Personal information
- Born: Valentina Mikhaylovna Borisenko 28 January 1920 Cherepovets
- Died: 6 March 1993 (aged 73) Saint Petersburg

Chess career
- Country: Soviet Union
- Title: Honorary Woman Grandmaster
- Peak rating: 2255 (January 1990)

= Valentina Borisenko =

Soviet chess player

Valentina Mikhaylovna Borisenko (née Belova; Валентина Михайловна Борисенко; Cherepovets, 28 January 1920 – Saint Petersburg, 6 March 1993) was a Soviet chess player.

She was a five-time winner of the Women's Soviet Championship: 1945, 1955, 1957, 1960, and 1961 (a record shared with Nona Gaprindashvili).
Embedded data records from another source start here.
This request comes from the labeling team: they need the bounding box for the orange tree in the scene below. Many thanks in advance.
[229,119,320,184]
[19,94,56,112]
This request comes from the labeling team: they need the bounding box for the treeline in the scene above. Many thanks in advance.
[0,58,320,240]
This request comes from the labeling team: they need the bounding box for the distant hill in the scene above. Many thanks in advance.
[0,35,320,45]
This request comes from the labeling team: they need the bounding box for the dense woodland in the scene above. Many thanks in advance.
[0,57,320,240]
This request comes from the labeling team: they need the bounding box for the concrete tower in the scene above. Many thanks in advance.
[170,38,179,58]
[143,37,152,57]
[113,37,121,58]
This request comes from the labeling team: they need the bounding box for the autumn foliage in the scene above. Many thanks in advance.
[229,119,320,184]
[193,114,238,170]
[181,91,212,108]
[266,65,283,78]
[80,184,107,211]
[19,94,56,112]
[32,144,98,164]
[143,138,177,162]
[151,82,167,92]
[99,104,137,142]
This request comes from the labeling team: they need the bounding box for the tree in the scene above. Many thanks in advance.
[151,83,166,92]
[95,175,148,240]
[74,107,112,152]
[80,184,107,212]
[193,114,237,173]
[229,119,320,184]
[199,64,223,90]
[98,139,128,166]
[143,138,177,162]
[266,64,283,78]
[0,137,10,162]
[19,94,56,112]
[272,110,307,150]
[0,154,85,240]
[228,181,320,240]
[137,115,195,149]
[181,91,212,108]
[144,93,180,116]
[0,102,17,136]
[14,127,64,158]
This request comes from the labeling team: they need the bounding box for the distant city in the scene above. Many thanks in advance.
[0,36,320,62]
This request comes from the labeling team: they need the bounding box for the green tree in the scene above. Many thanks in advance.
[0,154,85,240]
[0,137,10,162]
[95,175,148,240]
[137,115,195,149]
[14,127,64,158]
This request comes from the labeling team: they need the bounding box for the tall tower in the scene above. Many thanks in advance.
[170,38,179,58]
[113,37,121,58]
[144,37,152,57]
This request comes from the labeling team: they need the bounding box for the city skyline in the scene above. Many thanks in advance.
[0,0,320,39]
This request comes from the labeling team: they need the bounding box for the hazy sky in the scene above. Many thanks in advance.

She won the Leningrad women's chess championship seven times (1940, 1945, 1950, 1951, 1954, 1955, and 1956), and four times the RSFSR women's championship.

In the Women's World Chess Championship 1949–50 she tied for 3rd–4th with Elisaveta Bykova.

In 1970 she was equal first with Waltraud Nowarra in the international tournament at Halle.

In 1977 she was awarded by FIDE the Honorary title of Woman Grandmaster for her results in the years 1945-1970.

Her husband was Russian correspondence chess player Georgy Borisenko, who also trained her to play chess. Their son is also a chess player and holds a Candidate Master title.